Ericsson beserta Maxi masih sama-sama memandang ke arah perginya pria China tadi. Angin masih berhembus kencang, beberapa debu pasir juga berhamburan dengan bercampur cahaya matahari.
“Apa kamu mau datang malam ini?” Meski dia selalu memerintah Maxi, tetap saja. Ericsson juga ingin mendengar jawaban dari pria itu.
“Aku akan pergi.”
“Bersama Nadine?” Seketika Maxi menoleh ke pamannya, lalu kembali menatap ke depan.
“Hm.”
Setelah perbincangan ringan. Ericsson memutuskan pergi mengurus perusahaan, sementara Maxi tetap mengurus di bagian kriminal.
...***...
Mansion ErEd
Sepasang kaki berjalan menelusuri salah satu rumah besar di ErEd. Sepasang matanya juga tak hentinya memandang kagum dengan beberapa dekorasi di sana, semuanya terisi lengkap. Tangan kiri Nadine mengusap lembut pinggiran nakas yang sama sekali tidak merasakan ada debu sedikitpun yang menempel di sana. Sangat bersih.
Pelayanan serta penjagaan di sana sangat detail dalam mengurus hal sekecil apapun di rumah tersebut. Bagaimana tidak, bos mereka sangat menyeramkan.
Nadine berharap ada foto Maxi ataupun keluarganya dulu. Tapi dia sama sekali tidak menemukan adanya bingkai foto di setiap meja yang ada, bahkan di dinding pun hanya ada sebuah hiasan saja. Rumah besar itu terlihat sangat sepi, walaupun terdapat orang di dalamnya, namun tetap saja-- Bagi Nadine itu sangat tidak terlihat seperti rumah.
(‘Andai saja bocah 9 Tahun bisa membunuhnya, aku tidak akan menjadi seperti ini.’)

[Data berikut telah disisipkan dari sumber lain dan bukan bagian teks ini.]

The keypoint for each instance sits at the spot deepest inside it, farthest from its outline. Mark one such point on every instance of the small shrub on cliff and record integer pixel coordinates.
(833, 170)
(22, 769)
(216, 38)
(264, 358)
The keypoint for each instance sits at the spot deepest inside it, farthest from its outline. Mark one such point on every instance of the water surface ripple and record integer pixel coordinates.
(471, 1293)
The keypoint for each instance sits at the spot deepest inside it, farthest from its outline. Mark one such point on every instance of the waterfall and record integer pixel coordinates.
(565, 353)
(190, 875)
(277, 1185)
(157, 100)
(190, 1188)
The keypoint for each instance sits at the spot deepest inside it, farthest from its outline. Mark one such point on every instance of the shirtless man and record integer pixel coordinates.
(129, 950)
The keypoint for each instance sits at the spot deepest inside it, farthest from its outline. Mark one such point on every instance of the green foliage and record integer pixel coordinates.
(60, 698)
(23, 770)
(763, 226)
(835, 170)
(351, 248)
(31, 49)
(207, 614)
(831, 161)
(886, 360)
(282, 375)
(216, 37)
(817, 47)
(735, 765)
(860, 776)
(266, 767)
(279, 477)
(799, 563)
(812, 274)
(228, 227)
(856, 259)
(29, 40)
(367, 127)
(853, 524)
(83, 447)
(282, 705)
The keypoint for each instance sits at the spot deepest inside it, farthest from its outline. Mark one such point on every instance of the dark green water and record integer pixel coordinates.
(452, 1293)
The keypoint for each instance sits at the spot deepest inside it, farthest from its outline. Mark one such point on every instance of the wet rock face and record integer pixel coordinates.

(‘Kakak akan selalu menelfon mu. Jaga diri baik-baik di sana! Aku akan menunggumu kembali!’)
Nadine menutup kedua matanya, dia ingin menangis ketika dia sangat merindukan orang-orang yang ada di rumah panti. Memang, setelah menjadi seorang penulis, Nadine bisa membeli rumah sendiri untuk dia dan kak Yunita tinggali. Tapi karena ia berlibur ke luar negara, alhasil Nadine menitipkan kakak Yunita di panti untuk sementara waktu sampai dia kembali.
Kali ini dia sangat bingung. Ucapan bibi Doray membuatnya antara percaya atau tidak. Maxi sendiri bilang bahwa dia menjadi umpan? Untuk siapa? Dan jika dia tidak bisa kembali hidup-hidup dari negara asing itu, maka Nadine ingin berbicara sekali saja dengan kakak dan sahabatnya.
“Nadine!” gadis itu kembali membuka matanya, mengusap air matanya lalu mulai berbalik dan melihat sosok wanita tua dengan kain tipis panjang yang ia jadikan semacam kerudung.
“Bibi Doray.” Melihat wajah penuh pikiran, segera Doray menghampiri Nadine dengan khawatir.
“Kamu baik-baik saja?” Nadine mengangguk sambil tersenyum.
.
.
.
“Terima kasih!” Nadine tersenyum tulus.
Kedua wanita tadi tengah duduk di ruang santai. Sofa panjang warna abu-abu gelap menghadap ke arah dinding kaca mengarah ke rumah Ericsson. Nadine lebih nyaman mengobrol bersama bibi Doray daripada keluarga Maxi yang lainnya.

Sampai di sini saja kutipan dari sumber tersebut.